In 2016, Tucson, Arizona, joined international destinations such as Parma (the Italian city that gave the world parmesan cheese) as a UNESCO City of Gastronomy; it was the first place in the United States to be so designated. Why would this international agency give such recognition to a city that gets 12 inches of rain a year and bakes in the Sonoran Desert? Not for its verdant gardens or reputation as a foodie haven, but for having a history of farming that stretches back 4,000 years, the longest in North America. And for its deep devotion to what the surrounding desert provides to eat: agave, cactus pads, amaranth, mesquite pods and a wild hot pepper, chiltepin. In short, long before the term became trendy, Tucsonans revered the hyper-local. Other U.S. cities venerate regional foodstuffs and food traditions, too. Here are hotels that offer them to locals and visitors alike.
Omni Parker House, Boston
Vietnamese leader Ho Chi Minh once worked in the bakeshop and Malcolm X was a busboy at Parker’s Restaurant, the iconic dining spot in this famed 551-room hotel. Real chefs have left their mark there, too, including Emeril Lagasse. Current chef Gerry Tice incorporates New England products such as Vermont cheddar. But the most fiercely local distinctions of this kitchen are its inventions of Boston cream pie, Parker House rolls and Boston scrod.
Renaissance Cleveland Hotel, Cleveland
This elegant, 491-room grand dame on Public Square became the best hotel address in the city at its debut in 1918. It remains true to its Northern Ohio roots by serving Lake Erie walleye, a freshwater fish that can grow to 25 pounds and is prized for its delicate flavor, on its catering menu. The hotel features nearly 60,000 sq. ft. of meeting space and is a short walk to Huntington Convention Center.
Hacienda del Sol, Tucson
Another only-here product revered in the desert city is the tepary bean.
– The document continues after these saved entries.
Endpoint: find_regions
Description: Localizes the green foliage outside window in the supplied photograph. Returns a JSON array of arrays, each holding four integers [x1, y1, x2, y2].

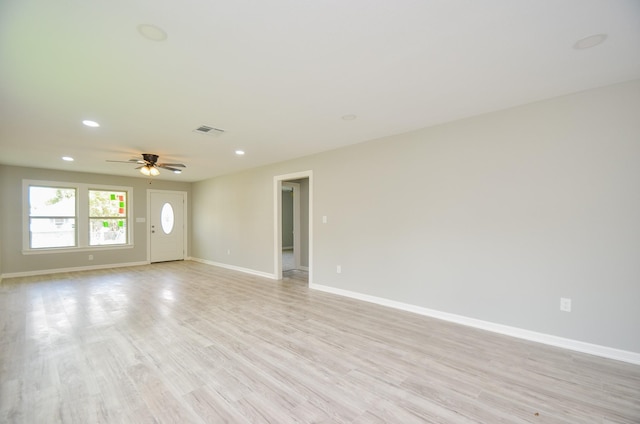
[[89, 190, 127, 246]]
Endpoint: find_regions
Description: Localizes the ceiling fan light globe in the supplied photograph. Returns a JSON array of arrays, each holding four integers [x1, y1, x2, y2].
[[140, 166, 151, 176], [150, 166, 160, 176]]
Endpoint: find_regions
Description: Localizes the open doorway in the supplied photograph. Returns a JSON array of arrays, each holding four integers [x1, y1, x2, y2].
[[274, 171, 312, 284]]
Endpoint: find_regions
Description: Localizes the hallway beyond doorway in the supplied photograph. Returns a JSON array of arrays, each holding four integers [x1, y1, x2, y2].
[[283, 248, 308, 283]]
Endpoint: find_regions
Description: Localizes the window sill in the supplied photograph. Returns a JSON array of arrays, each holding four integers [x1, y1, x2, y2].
[[22, 245, 134, 255]]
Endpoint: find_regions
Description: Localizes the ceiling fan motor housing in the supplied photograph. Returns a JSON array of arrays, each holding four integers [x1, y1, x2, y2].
[[142, 153, 159, 164]]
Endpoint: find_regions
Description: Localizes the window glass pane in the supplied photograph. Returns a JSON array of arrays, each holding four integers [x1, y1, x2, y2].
[[89, 190, 127, 246], [25, 183, 131, 250], [90, 219, 127, 245], [30, 218, 76, 248], [161, 203, 174, 234], [89, 190, 127, 217], [29, 186, 76, 217]]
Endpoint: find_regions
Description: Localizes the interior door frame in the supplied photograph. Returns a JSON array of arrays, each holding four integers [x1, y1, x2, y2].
[[274, 171, 312, 283], [147, 189, 188, 263]]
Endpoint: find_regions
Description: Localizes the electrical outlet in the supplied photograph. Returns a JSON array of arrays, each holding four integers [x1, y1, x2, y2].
[[560, 297, 571, 312], [88, 254, 94, 261], [336, 265, 341, 274], [227, 249, 231, 255]]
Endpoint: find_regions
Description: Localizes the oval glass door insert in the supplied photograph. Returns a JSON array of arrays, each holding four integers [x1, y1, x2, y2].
[[161, 203, 174, 234]]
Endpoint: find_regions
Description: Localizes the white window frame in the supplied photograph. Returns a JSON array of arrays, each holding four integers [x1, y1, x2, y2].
[[22, 179, 134, 254]]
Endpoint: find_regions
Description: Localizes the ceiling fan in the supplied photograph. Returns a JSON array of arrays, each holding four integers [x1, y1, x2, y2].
[[107, 153, 186, 176]]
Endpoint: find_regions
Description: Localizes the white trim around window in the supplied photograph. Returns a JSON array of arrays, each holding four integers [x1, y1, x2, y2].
[[22, 179, 134, 254]]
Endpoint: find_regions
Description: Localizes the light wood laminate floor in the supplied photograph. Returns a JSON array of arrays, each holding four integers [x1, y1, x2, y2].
[[1, 261, 638, 423]]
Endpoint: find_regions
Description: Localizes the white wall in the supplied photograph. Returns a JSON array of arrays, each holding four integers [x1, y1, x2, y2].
[[192, 80, 640, 354], [0, 202, 3, 279]]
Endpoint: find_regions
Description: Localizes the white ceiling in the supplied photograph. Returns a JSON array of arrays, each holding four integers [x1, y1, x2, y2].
[[1, 0, 639, 182]]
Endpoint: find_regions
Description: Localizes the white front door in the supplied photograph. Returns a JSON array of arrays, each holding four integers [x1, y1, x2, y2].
[[150, 191, 185, 263]]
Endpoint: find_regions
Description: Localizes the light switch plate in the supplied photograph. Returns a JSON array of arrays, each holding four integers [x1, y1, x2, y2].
[[560, 297, 572, 312]]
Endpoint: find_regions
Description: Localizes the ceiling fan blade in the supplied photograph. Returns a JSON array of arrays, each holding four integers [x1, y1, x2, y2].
[[158, 165, 182, 172], [109, 154, 183, 173], [107, 158, 145, 163]]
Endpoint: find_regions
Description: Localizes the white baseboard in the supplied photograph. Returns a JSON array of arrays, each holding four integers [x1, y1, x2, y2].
[[192, 257, 309, 278], [310, 283, 640, 365], [1, 261, 150, 279], [191, 257, 278, 280], [284, 266, 310, 272]]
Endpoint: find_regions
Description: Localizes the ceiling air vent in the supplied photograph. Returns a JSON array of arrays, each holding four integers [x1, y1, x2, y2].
[[193, 125, 225, 136]]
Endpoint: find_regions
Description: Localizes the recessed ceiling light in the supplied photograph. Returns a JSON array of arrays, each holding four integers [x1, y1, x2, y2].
[[341, 114, 357, 121], [573, 33, 608, 50], [82, 120, 100, 127], [62, 156, 74, 161], [137, 24, 168, 42], [235, 150, 245, 156]]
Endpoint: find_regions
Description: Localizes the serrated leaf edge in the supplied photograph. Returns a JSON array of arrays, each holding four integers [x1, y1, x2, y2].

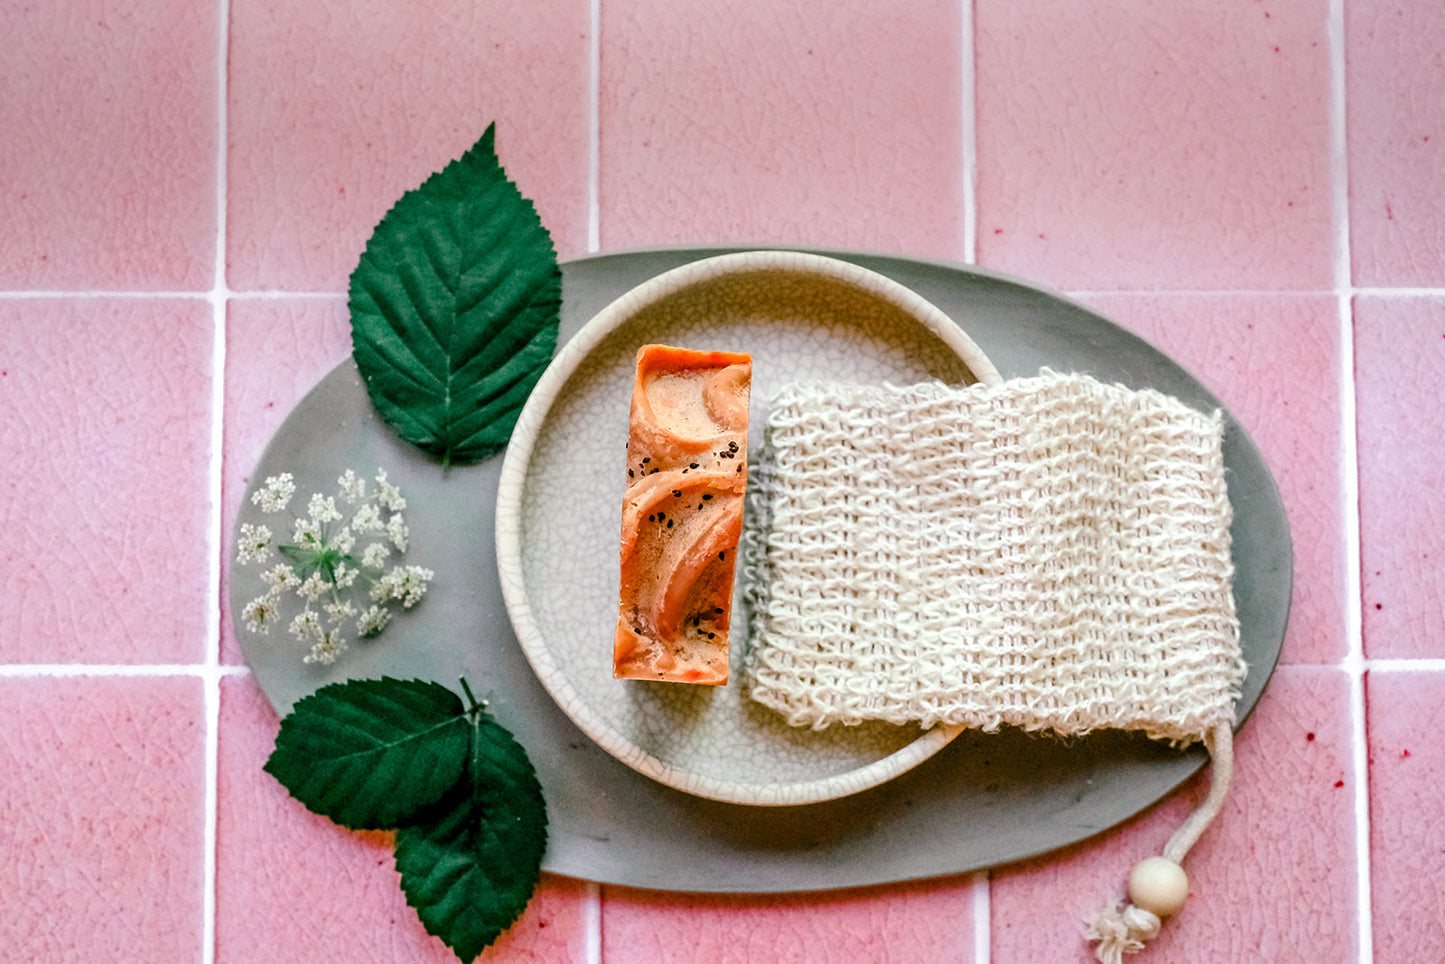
[[264, 678, 470, 830], [347, 123, 560, 467], [391, 710, 547, 962]]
At this historic, 59-room guest ranch, chef Bruce Yim tucks a puree of these drought-tolerant beans that are native to the Southwest beneath an Arbuckle Coffee-brined pork chop, next to a “rattlesnake egg” (jalapeno pepper stuffed with cream cheese and wrapped in bacon). At check-in to this luxury property, arrivees are gifted his mesquite-flour chocolate-chip cookies.
Hotel Monteleone, New Orleans
Since 1886, this 570-room, French Quarter landmark has hosted literary giants and starred in films. Hemingway wrote about its revolving Carousel Bar. And, true to its Louisiana roots, the hotel’s Criollo restaurant celebrates local crawfish (mudbugs, crawdads, crawdads) and file (“fee-lay”) in its cuisine. The latter is a Creole staple, especially in gumbos, and is made from powdered sassafras leaves. The hotel offers more than 25,000 sq. ft. in meeting space.